L’autre grande fracture est celle de la sécurité alimentaire, ou plus précisément de l’émergence d’une nouvelle forme d’insécurité alimentaire. Les familles les plus précarisées ont été précipitées, avec cette crise sanitaire vers une brutale paupérisation, le budget alloué aux dépenses alimentaires s’étant très largement alourdi avec l’absence de cantines pour les enfants. Les solidarités se sont souvent organisées en local avec la distribution de paniers repas ou chèques-services par les associations de proximité, en complément au niveau national, d’une aide exceptionnelle de solidarité versées aux foyers les plus modestes dans le cadre de l’urgence sanitaire (Décret 2020-519 du 5 mai 2020).

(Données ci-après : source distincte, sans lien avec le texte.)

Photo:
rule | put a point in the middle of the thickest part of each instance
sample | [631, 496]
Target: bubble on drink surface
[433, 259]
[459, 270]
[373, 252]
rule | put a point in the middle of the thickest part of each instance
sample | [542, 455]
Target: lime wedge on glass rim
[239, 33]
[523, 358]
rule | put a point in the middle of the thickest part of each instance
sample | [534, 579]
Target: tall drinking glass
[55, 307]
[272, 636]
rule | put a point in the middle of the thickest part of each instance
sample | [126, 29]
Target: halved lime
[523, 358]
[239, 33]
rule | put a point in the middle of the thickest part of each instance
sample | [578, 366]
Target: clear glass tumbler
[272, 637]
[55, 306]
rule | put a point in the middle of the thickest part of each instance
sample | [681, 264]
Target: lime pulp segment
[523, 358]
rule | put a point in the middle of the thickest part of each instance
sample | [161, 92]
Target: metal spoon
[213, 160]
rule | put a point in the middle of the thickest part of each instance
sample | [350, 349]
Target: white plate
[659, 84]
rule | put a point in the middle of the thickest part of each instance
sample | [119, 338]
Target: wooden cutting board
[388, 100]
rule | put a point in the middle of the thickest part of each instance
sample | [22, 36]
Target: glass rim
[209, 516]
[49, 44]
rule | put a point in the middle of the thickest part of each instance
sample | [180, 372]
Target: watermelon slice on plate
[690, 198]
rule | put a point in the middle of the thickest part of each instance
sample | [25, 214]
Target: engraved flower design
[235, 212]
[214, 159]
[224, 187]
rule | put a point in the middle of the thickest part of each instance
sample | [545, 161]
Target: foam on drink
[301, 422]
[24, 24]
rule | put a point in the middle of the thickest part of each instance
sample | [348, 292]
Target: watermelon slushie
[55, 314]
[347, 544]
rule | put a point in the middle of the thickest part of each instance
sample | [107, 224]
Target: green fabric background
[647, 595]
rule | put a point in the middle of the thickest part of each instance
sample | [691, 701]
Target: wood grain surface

Après le pain, l’instruction
Les fermetures des classes et l’obligation d’un confinement strict ont donné lieu à la mise en place d’un principe éducatif, jusqu’ici peu répandu, et qui s’est largement généralisé : celui de l’école à distance.
Les équipes pédagogiques, en application des directives gouvernementales, ont quotidiennement alimenté le contenu des plateformes numériques mises en place, en y déposant cours et consignes pour les exercices et devoirs de leurs élèves.
Or, la fracture numérique au sein de certains territoires, où l’équipement informatique est inexistant, partagé entre plusieurs membres d’une même famille ou alors se réduit dans la plupart des cas à l’utilisation des réseaux sociaux sur smartphone, peut expliquer l’aggravation de phénomènes de décrochage scolaire déjà existants, par ailleurs.
Bien que des ordinateurs portables aient été mis à la disposition des élèves par les associations et collectivités locales, ou certains établissements, de nombreux chefs d’établissement annoncent des chiffres allant jusqu’à 30% d’élèves décrocheurs au sein de leurs effectifs.
Chiffres largement relativisés par le ministre de l’éducation, Jean Michel Blanquer, selon lequel les taux de décrochage scolaire seraient passés de 10 à 4%, durant la période de confinement.

 

Une notion de décrochage, à utiliser précautionneusement
La nouveauté de la pratique a rendu l’exercice difficile a bien des égards : l’absence d’interactivité immédiate et la juste compréhension des consignes, l’ergonomie des sites, et enfin l’apprentissage de l’autonomie, ainsi que la capacité d’organisation d’élèves habituellement encadrés par des professeurs. Les élèves ayant des parents avec un capital socio-culturel et une maitrise des codes de l’école plus élevés, ont été évidemment plus avantagés que d’autres.
Ces différents paramètres étant d’évidents freins à un système d’évaluation cohérente, équitable et lisible, les notes ont été suspendues pendant cette période de confinement, et les appréciations ont été centrées sur l’assiduité de l’élève, sa participation en visioconférence et la régularité dans les devoirs rendus.
Ce qui nous offre peut-être collectivement l’occasion d’inscrire l’école dans une autre temporalité avec des attentes davantage axées vers la consolidation des acquis, plutôt que la progression pédagogique. Ainsi qu’une attention particulière apportée au temps d’écoute, d’échange et de réflexion autour d’une expérience sociale inédite, celle du confinement, dont des enseignements sont à en tirer.